Second, and more significantly, Spencer was strongly and unequivocally opposed to the aggressive use of force. “Social Darwinism” suggests a struggle for existence in which might-makes-right and evolutionary fitness is demonstrated by, inter alia, an ability to beat out competitors for scarce resources by the skilled use of violence. But Spencer was a vocal critic of slavery and military imperialism – two practices that would seem quite at home in the view typically attributed to Spencer. More fundamentally, the core principle of Spencer’s ethics, his “law of equal freedom,” is explicitly interpreted by Spencer as entailing a prohibition on depriving others of their life or liberty.
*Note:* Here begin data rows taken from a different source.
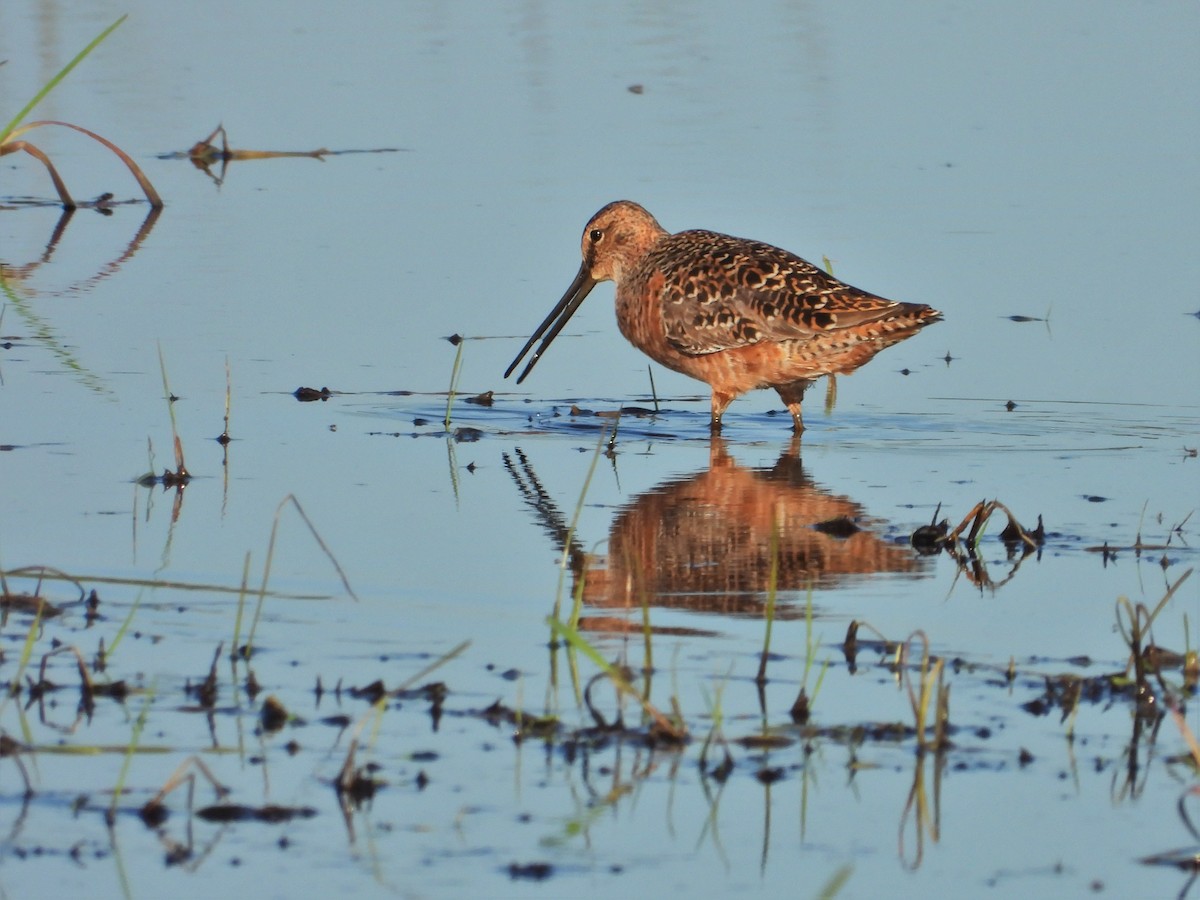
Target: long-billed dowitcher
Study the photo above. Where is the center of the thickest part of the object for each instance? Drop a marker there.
(735, 313)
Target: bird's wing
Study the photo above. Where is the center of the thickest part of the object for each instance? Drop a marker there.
(724, 292)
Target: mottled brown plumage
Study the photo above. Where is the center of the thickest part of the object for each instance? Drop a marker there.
(736, 313)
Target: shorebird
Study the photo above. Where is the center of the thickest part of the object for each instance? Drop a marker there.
(736, 313)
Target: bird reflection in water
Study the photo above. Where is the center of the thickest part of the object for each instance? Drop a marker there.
(705, 541)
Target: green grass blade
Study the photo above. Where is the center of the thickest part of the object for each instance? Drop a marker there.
(53, 83)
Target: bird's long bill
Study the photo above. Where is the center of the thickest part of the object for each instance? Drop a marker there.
(556, 321)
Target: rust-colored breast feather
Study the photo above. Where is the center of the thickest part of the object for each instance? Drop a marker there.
(721, 293)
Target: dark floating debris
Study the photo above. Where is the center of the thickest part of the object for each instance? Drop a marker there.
(270, 814)
(936, 537)
(306, 395)
(531, 871)
(839, 527)
(274, 714)
(481, 400)
(167, 479)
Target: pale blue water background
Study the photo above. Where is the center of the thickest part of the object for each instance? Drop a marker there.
(1019, 159)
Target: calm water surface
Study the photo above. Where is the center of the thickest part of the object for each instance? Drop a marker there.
(1018, 160)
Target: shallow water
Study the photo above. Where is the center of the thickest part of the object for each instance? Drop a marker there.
(948, 155)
For Spencer, ethical principles are the product of evolutionary forces, but also serve to put an independent “check” on those forces. As Roderick Long puts it:
Spencer praises the “far-seeing benevolence” of evolutionary selection, not because he wants to see the unfit weeded out, but because past selection has led to the emergence of beings with a moral sense advanced enough to moderate the operation of evolutionary selection now. In Spencer’s eyes, charity (at least of the judicious and voluntary kind) represents not a transgression against evolution, but rather a transcendence of one form of evolution in favor of a higher form…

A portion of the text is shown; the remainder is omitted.